O PL no Senado Federal

O projeto de lei teve o texto aprovado pela Câmara dos Deputados no dia 13 de março deste ano. Após ser aprovado, o PL foi apresentado à Comissão de Serviços de Infraestrutura do Senado, tendo como relator o senador Veneziano Vital do Rêgo (MDB-PB). 

Nesta última terça-feira (4/6), a Frente Parlamentar de Recursos Naturais do Senado recebeu o relator do projeto na Câmara, o deputado Arnaldo Jardim (Cidadania-SP), o presidente da Frente Parlamentar do Biodiesel, Alceu Moreira (MDB-RS), e outros políticos e executivos envolvidos no projeto, com intuito de estabelecer acordos para essa nova política. 

O senador sinalizou que pretende apresentar o relatório na próxima semana. Se houver alterações na proposta, o texto deve retornar à Câmara. 

De acordo com o texto aprovado na Câmara, até 2037, será estabelecido pelo Conselho Nacional de Política Energética (CNPE) o mínimo obrigatório de diesel verde incluído à variante comercializada.

Estará permitido um acréscimo superior a esse limite, mediante comunicação à ANP, que deve definir o percentual de mistura obrigatória.
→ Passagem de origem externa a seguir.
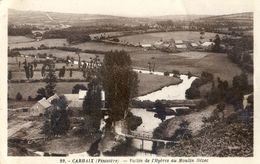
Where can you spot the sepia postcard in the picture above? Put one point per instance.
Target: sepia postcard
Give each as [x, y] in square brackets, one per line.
[129, 81]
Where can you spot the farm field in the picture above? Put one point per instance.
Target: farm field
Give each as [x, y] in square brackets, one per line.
[62, 54]
[19, 39]
[104, 46]
[155, 82]
[36, 44]
[30, 89]
[150, 38]
[37, 75]
[216, 63]
[149, 83]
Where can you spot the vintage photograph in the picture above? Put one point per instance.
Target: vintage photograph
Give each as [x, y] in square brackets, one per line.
[140, 78]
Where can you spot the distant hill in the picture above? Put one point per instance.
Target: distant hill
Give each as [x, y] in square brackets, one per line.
[239, 17]
[53, 18]
[69, 19]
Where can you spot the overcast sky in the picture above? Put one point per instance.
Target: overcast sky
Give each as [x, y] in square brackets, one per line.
[137, 7]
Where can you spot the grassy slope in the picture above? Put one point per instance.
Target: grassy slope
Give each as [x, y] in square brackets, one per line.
[30, 89]
[215, 63]
[149, 83]
[153, 37]
[229, 138]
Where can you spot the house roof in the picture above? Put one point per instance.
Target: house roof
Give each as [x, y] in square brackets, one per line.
[207, 44]
[194, 45]
[181, 46]
[178, 41]
[82, 94]
[71, 97]
[146, 45]
[55, 96]
[43, 103]
[76, 104]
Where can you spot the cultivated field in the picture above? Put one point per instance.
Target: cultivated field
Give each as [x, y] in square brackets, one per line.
[104, 46]
[149, 83]
[62, 54]
[150, 38]
[194, 62]
[36, 44]
[30, 89]
[19, 39]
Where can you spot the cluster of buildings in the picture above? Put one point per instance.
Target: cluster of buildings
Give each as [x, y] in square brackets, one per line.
[75, 102]
[179, 45]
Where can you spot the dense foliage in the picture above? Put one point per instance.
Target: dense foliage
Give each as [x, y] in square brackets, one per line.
[120, 83]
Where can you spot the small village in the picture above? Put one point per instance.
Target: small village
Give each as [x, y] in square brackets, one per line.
[158, 88]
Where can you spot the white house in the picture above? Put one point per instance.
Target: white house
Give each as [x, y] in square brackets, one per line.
[40, 107]
[181, 46]
[207, 44]
[178, 42]
[146, 45]
[82, 94]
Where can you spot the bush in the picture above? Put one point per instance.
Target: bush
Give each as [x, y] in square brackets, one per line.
[30, 98]
[166, 73]
[192, 93]
[19, 96]
[78, 87]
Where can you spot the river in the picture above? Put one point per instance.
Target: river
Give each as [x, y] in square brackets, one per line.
[172, 92]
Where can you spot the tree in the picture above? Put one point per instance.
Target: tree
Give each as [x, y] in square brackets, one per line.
[92, 101]
[18, 96]
[70, 72]
[78, 87]
[120, 83]
[57, 118]
[240, 82]
[160, 110]
[216, 47]
[40, 94]
[192, 93]
[62, 72]
[10, 75]
[50, 79]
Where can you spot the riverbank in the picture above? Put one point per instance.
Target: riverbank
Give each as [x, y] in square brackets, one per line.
[229, 137]
[149, 83]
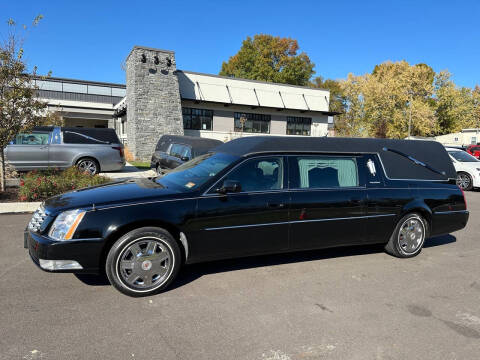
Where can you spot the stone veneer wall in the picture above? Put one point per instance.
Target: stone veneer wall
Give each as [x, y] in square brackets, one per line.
[153, 100]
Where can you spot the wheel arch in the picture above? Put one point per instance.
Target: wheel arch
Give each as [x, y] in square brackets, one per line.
[421, 208]
[124, 229]
[87, 156]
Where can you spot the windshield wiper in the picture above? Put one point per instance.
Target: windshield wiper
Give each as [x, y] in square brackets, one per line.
[418, 162]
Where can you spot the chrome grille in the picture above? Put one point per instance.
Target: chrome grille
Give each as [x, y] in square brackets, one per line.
[37, 219]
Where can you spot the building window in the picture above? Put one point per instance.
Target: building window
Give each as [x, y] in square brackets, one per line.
[298, 125]
[197, 119]
[253, 123]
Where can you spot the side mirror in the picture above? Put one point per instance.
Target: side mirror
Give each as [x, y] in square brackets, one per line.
[230, 186]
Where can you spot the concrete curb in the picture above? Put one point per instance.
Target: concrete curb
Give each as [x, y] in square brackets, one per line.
[18, 207]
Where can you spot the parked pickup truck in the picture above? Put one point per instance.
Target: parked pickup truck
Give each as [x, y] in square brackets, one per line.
[91, 149]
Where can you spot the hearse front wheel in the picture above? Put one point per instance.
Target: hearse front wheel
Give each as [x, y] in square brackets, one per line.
[143, 262]
[409, 236]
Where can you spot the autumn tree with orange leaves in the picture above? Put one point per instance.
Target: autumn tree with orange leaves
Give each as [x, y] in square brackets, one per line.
[270, 58]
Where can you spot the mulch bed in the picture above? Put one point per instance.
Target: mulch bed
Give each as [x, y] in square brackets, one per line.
[9, 195]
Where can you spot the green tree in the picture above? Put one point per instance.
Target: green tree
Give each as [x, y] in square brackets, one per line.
[20, 110]
[270, 58]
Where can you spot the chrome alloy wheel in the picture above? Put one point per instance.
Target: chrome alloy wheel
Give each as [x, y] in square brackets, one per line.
[411, 235]
[145, 264]
[88, 166]
[463, 180]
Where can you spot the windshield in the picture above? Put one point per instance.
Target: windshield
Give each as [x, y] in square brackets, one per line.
[196, 172]
[462, 156]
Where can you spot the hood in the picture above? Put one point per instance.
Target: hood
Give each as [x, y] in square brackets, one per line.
[114, 193]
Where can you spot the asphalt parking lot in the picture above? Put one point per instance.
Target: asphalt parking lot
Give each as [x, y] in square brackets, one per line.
[351, 303]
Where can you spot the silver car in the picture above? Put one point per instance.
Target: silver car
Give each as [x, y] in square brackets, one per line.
[91, 149]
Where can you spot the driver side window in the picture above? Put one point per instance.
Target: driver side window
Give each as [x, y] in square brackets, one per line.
[261, 174]
[32, 139]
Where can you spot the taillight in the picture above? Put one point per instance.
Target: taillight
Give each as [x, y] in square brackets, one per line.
[464, 200]
[120, 150]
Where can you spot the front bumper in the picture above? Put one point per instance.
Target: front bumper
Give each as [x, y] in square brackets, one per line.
[65, 255]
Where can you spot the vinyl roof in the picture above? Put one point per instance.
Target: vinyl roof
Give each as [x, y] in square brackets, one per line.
[396, 166]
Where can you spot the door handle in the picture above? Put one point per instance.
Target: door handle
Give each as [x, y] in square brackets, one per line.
[356, 201]
[275, 206]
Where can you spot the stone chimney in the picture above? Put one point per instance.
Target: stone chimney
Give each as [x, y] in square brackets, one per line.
[153, 99]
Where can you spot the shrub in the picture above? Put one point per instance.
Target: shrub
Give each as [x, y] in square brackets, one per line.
[40, 185]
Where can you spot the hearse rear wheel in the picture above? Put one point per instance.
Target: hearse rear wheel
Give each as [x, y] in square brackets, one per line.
[409, 236]
[464, 180]
[143, 262]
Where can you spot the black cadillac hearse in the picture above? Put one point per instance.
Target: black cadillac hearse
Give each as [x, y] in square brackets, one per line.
[253, 195]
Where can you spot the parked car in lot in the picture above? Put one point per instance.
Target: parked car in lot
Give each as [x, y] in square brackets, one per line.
[173, 150]
[92, 150]
[253, 195]
[474, 150]
[467, 168]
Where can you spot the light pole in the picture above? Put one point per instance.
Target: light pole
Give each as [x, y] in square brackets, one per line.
[410, 118]
[243, 119]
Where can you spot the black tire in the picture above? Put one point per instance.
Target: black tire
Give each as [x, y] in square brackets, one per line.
[464, 181]
[89, 165]
[144, 266]
[403, 246]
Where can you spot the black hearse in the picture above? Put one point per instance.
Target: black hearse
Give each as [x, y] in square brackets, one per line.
[173, 150]
[253, 195]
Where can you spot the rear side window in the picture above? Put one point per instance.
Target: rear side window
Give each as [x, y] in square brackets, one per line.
[311, 172]
[32, 139]
[180, 151]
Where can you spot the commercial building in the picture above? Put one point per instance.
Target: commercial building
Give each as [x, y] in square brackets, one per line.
[80, 103]
[159, 99]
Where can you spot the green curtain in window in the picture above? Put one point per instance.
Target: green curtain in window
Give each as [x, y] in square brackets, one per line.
[347, 170]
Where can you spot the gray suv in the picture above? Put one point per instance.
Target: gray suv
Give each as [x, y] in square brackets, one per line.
[92, 150]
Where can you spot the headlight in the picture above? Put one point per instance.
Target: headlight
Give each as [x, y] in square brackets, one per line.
[65, 224]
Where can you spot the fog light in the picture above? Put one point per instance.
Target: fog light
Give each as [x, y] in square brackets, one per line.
[59, 264]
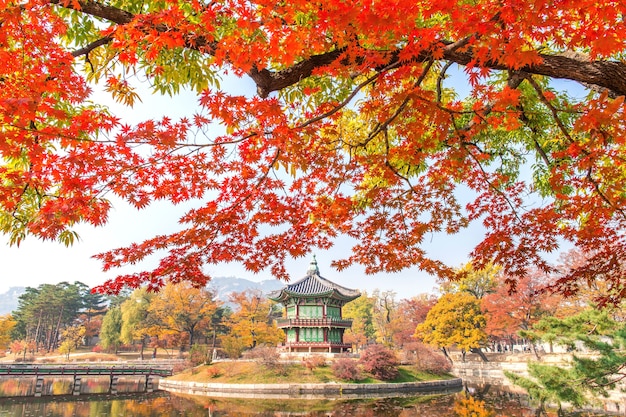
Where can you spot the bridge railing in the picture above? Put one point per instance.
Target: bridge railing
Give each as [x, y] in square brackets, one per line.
[36, 370]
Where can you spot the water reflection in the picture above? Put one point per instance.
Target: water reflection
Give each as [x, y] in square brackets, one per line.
[169, 405]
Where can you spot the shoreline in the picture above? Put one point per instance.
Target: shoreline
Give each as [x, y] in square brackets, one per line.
[325, 390]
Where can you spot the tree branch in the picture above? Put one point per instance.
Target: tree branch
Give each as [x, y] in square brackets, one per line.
[610, 75]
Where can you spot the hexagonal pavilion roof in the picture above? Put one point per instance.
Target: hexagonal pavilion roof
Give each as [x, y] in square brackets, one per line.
[314, 285]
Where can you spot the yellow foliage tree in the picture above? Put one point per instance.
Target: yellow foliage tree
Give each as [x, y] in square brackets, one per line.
[7, 323]
[456, 320]
[253, 320]
[182, 311]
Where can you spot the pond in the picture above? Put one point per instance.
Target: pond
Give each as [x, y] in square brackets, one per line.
[163, 404]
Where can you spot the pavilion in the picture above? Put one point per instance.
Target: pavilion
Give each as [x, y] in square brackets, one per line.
[313, 320]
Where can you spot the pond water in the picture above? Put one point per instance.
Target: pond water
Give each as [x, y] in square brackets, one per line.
[163, 404]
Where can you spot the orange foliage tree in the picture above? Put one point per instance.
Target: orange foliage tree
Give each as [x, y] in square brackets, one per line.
[356, 128]
[510, 312]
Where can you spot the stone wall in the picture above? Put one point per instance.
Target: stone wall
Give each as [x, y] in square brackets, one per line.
[330, 390]
[491, 373]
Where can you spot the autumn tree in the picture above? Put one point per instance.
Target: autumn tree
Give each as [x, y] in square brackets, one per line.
[385, 308]
[111, 330]
[361, 125]
[455, 321]
[410, 312]
[509, 312]
[71, 338]
[183, 312]
[7, 323]
[477, 282]
[137, 324]
[252, 320]
[589, 376]
[360, 311]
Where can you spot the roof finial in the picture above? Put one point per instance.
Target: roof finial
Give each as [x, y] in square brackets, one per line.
[313, 269]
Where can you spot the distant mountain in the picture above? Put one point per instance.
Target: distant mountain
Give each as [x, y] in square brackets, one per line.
[8, 300]
[223, 286]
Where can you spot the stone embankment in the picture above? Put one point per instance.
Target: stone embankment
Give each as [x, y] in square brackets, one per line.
[328, 390]
[486, 374]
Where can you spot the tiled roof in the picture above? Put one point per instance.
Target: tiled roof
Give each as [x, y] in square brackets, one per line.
[313, 284]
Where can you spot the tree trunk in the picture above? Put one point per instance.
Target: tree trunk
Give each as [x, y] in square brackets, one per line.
[445, 353]
[480, 353]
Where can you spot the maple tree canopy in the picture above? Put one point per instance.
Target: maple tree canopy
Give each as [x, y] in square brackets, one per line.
[355, 129]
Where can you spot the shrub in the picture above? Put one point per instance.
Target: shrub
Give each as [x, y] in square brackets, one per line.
[199, 355]
[346, 369]
[264, 355]
[313, 362]
[232, 346]
[213, 372]
[430, 360]
[380, 361]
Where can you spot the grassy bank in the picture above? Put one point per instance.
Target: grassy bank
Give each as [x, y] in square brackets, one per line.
[252, 372]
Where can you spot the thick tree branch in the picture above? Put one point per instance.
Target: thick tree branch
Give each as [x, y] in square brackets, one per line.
[610, 75]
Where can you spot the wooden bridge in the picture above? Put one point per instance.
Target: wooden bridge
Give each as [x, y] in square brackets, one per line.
[39, 372]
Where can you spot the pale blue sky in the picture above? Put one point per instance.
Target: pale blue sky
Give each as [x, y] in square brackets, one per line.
[36, 262]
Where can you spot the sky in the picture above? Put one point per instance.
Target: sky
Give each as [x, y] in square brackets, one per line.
[35, 262]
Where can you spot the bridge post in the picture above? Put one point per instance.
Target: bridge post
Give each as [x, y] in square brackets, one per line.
[77, 384]
[113, 385]
[149, 383]
[39, 386]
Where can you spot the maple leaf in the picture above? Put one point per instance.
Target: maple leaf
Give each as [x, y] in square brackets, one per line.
[353, 100]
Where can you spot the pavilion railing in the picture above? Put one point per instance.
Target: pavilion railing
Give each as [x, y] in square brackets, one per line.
[314, 322]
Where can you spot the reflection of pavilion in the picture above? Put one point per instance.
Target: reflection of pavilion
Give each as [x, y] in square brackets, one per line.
[313, 320]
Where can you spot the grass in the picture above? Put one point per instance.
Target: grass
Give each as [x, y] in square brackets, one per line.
[251, 372]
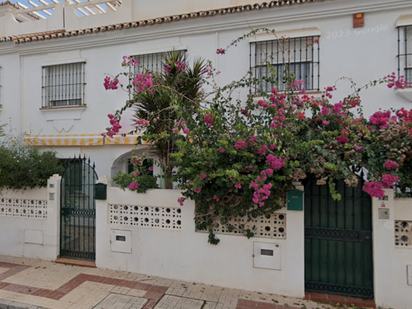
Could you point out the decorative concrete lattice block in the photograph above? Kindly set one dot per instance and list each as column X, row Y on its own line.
column 146, row 216
column 24, row 208
column 273, row 226
column 403, row 233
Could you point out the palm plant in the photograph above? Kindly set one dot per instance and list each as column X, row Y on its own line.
column 179, row 84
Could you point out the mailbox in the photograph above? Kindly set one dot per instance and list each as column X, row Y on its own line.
column 294, row 200
column 100, row 191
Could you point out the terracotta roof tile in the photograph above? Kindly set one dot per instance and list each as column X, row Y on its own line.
column 134, row 24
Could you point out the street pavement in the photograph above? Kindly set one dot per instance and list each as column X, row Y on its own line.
column 36, row 284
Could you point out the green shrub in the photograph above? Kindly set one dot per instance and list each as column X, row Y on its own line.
column 26, row 167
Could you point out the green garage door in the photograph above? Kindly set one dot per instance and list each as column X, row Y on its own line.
column 338, row 241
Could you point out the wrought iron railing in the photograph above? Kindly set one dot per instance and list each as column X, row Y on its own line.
column 63, row 85
column 405, row 52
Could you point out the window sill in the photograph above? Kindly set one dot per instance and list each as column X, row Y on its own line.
column 53, row 108
column 405, row 93
column 63, row 116
column 308, row 92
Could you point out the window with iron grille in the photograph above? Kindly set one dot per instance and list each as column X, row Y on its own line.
column 63, row 85
column 299, row 56
column 152, row 62
column 405, row 52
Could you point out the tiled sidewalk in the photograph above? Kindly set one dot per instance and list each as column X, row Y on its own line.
column 34, row 284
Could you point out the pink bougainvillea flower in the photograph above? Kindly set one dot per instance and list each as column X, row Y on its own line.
column 133, row 186
column 269, row 172
column 209, row 120
column 342, row 139
column 374, row 189
column 262, row 150
column 142, row 122
column 388, row 180
column 241, row 144
column 391, row 165
column 135, row 174
column 275, row 162
column 143, row 81
column 181, row 200
column 109, row 84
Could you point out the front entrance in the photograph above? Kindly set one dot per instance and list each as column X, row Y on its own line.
column 338, row 241
column 78, row 210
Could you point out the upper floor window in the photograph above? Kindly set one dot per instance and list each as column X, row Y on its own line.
column 63, row 85
column 153, row 62
column 299, row 56
column 405, row 52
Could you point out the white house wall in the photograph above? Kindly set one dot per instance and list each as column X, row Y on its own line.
column 362, row 54
column 186, row 255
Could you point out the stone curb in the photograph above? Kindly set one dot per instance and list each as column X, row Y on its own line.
column 8, row 304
A adição voluntária poderá ser solicitada para setores estabelecidos, como transporte público, transporte ferroviário, tratores e maquinários utilizados na agricultura, dentre outros. 

Segundo o PL, a oferta desse biocombustível deve seguir de acordo com a disponibilidade da matéria-prima, além da capacidade e localização dessa produção. O impacto tanto no preço ao consumidor final quanto em relação à competitividade nos mercados internacionais sobre o diesel produzido internamente também deve ser considerado.